I’m not sure if it is because it is mental health awareness month, or if we are all just feeling the end of the school year pressure, but there are a lot of pastors out there right now who are really struggling with depression and other mental illnesses. Thirteen years ago I was diagnosed with major clinical depression. It’s been a long road that has included being suicidal, going on disability, and eventually taking a call to another congregation. So in the interest of all those who struggle with me, here are a few tips from one who has been there.
- Take it a day at a time. One of the tricks of the depression brain is that it always wants you to globalize. Globalizing means taking one bad experience and using that as the lens through which you look at the rest of your life. One parishioner complains because you didn’t see them, and all the sudden you’ve convinced yourself that you’re about to be removed from your congregation. Resist the urge to make sweeping self-judgments. It’s not easy, I know. But by focusing on one day at a time, it can keep you in the here and now, and not talk yourself into more nonsense.
- Think process, not outcome. What I mean by that is that the steps you take every day as a pastor, the things you do, may not feel like much. Making that shut-in visit doesn’t seem like a victory. At the risk of sounding cheesy, I would say “BE their pastor, don’t DO their pastor.” By focusing on individual steps and the process, it can free you to think of each step as a gift and a victory of God’s mercy, and not just a false step toward failure.
- Plan for down time. Learn your own triggers and limits, and try as much as possible to plan for them. If you know you will be exhausted and useless after making a certain visit, then give yourself permission to rest. God rested. It’s okay for you, too.
- Bring community with you. For me, it is the one-on-one visits that are often the hardest. That level of attention and emotional energy drains it right out of me. So why not bring the church with you? A deaconess, an elder, even someone who just likes to visit can be a huge help when you are feeling drained. You bring Christ to your people. Why not bring the Bride?
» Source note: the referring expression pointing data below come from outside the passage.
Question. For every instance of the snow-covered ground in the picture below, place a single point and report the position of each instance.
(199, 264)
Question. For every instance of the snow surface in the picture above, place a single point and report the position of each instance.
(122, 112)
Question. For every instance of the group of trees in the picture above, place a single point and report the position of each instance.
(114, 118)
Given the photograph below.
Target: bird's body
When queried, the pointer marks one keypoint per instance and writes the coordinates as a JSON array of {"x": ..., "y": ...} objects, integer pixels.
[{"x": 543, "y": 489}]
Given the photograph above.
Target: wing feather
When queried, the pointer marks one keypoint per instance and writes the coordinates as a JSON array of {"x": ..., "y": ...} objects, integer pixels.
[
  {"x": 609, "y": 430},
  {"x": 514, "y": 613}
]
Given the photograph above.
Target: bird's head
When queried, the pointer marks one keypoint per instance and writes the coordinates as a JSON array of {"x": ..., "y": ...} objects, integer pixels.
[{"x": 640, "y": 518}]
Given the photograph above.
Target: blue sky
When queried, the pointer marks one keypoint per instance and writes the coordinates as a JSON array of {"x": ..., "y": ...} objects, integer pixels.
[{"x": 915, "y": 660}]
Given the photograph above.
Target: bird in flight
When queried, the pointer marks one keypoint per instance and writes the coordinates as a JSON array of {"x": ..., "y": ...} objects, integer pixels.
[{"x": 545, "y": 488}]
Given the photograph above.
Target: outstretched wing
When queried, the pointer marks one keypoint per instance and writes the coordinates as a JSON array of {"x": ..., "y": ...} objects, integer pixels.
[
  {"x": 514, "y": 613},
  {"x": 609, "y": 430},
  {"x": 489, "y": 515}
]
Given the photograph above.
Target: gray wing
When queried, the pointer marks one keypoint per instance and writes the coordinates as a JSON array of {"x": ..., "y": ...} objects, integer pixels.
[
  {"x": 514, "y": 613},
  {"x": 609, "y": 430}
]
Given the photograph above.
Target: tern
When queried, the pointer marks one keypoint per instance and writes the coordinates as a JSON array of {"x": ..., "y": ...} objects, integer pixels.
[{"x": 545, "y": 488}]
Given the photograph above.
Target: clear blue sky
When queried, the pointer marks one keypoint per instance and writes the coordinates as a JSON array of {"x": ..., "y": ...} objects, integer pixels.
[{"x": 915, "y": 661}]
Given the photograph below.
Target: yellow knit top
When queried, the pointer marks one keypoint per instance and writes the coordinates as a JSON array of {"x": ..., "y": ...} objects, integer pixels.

- Recognize what is causing you the most stress and anxiety, and deal with that first. This is a hard one, because it goes against what our depression brain and our own lazy nature might want. But by tackling it right away, that allows you time to recover, and may reduce your stress level for the rest of the week.
- Do an emotional inventory or journal. I find that if I pay a little bit of attention to self-evaluation, that often can help me identify what is really making things bad. Journaling helps a lot with this, but if that sounds too hippy, thing of it as an emotional inventory.
These are the ones that occur to me on a Thursday night. What are some of your best tips for pastoring with depression?